# .577 T-Rex



## big_al_09 (Feb 26, 2007)

I just watched this video on youtube of a bunch of guys shooting the .577 T-rex. WOW! That thing has a lot of recoil!

Have any of you guys shot one?

here's the link to the video:


----------



## iwantabuggy (Feb 15, 2005)

Do you really think anyone could shoot that gun accurately? How about shooting any gun accurately after an experience like that? I think I'll pass on that one. I shot a 50 cal once, but it didn't buck like that. It was also about 20 lbs or so with a big muzzle break. I liked it. I don't think I want anything to do with that gun.


----------



## Jiffy (Apr 22, 2005)

I have seen that before....all I can say is WTF! :lol:


----------



## arrows (Feb 23, 2007)

o wow that was funny.


----------



## big_al_09 (Feb 26, 2007)

I figured you guys would get a "kick" out of it. :lol:

I'm sorry, that was just bad, but I couldn't resist.


----------



## Remington 7400 (Dec 14, 2005)

If you ever find yourself in a situation where you actually need that much firepower, you would have so much adrenaline pumping, I doubt, you would ever feel it go off. But you had better bet the buffalo, rhino, elephant, T-Rex, or seriously pi$$ed off Big Foot would. :wink:


----------



## Horsager (Aug 31, 2006)

Well, there were at least 3 different rifles in the clip, two bolt actions and one Ruger #1. The very last shooter looked as if he knew how to handle recoil well.
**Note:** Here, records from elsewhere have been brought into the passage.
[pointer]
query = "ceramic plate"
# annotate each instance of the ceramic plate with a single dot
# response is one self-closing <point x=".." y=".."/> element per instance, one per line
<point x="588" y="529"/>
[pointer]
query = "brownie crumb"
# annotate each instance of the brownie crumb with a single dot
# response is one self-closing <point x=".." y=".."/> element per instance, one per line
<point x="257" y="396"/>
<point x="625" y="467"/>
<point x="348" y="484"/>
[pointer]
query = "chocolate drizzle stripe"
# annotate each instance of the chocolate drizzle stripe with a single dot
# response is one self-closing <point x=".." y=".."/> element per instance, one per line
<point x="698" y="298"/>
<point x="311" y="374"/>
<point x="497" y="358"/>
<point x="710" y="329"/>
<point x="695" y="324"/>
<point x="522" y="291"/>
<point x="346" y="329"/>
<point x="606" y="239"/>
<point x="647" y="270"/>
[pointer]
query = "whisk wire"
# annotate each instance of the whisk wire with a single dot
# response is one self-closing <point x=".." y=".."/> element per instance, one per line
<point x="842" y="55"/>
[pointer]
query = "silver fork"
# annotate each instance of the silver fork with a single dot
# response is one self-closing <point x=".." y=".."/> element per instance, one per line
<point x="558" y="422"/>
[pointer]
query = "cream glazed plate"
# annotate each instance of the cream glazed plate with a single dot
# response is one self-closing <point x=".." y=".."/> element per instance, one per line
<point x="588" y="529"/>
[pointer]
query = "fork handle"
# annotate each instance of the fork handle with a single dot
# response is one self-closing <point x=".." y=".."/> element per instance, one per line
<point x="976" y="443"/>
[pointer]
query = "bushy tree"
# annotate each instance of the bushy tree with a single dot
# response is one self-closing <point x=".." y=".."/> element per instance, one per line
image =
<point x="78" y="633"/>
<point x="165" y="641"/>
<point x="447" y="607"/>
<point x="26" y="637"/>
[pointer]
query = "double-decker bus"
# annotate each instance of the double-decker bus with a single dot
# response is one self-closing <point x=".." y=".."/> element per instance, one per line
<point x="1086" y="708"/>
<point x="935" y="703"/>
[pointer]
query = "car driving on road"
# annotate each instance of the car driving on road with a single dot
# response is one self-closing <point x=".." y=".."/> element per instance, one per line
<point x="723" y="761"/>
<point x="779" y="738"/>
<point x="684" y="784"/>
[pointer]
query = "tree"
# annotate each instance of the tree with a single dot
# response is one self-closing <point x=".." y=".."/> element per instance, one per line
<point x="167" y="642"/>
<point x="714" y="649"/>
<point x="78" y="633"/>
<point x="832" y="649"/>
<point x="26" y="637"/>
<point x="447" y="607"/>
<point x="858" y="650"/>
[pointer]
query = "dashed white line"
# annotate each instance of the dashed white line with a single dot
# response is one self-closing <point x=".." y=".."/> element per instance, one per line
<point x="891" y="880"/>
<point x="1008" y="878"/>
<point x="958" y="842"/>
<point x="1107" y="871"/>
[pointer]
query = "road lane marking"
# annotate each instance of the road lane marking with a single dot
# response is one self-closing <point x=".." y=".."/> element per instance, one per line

As long as we're on the subject of big rifles, here's a group shot last Sunday AM from my 375 H&H. It's 3 shots @ 100yds, witnessed.


----------



## hunt4P&amp;Y (Sep 23, 2004)

I think they need to just man up!

That was a really funny clip, but talk about getting gun shy, I bet those guys will never sqeeeeeze a trigger again.


----------



## iwantabuggy (Feb 15, 2005)

The last guy was shooting a gun that looked quite a bit heavier than the first few guys were using. That would help some. Also if you were used to it, I am sure the reaction would be different than if it took you by surprise.


----------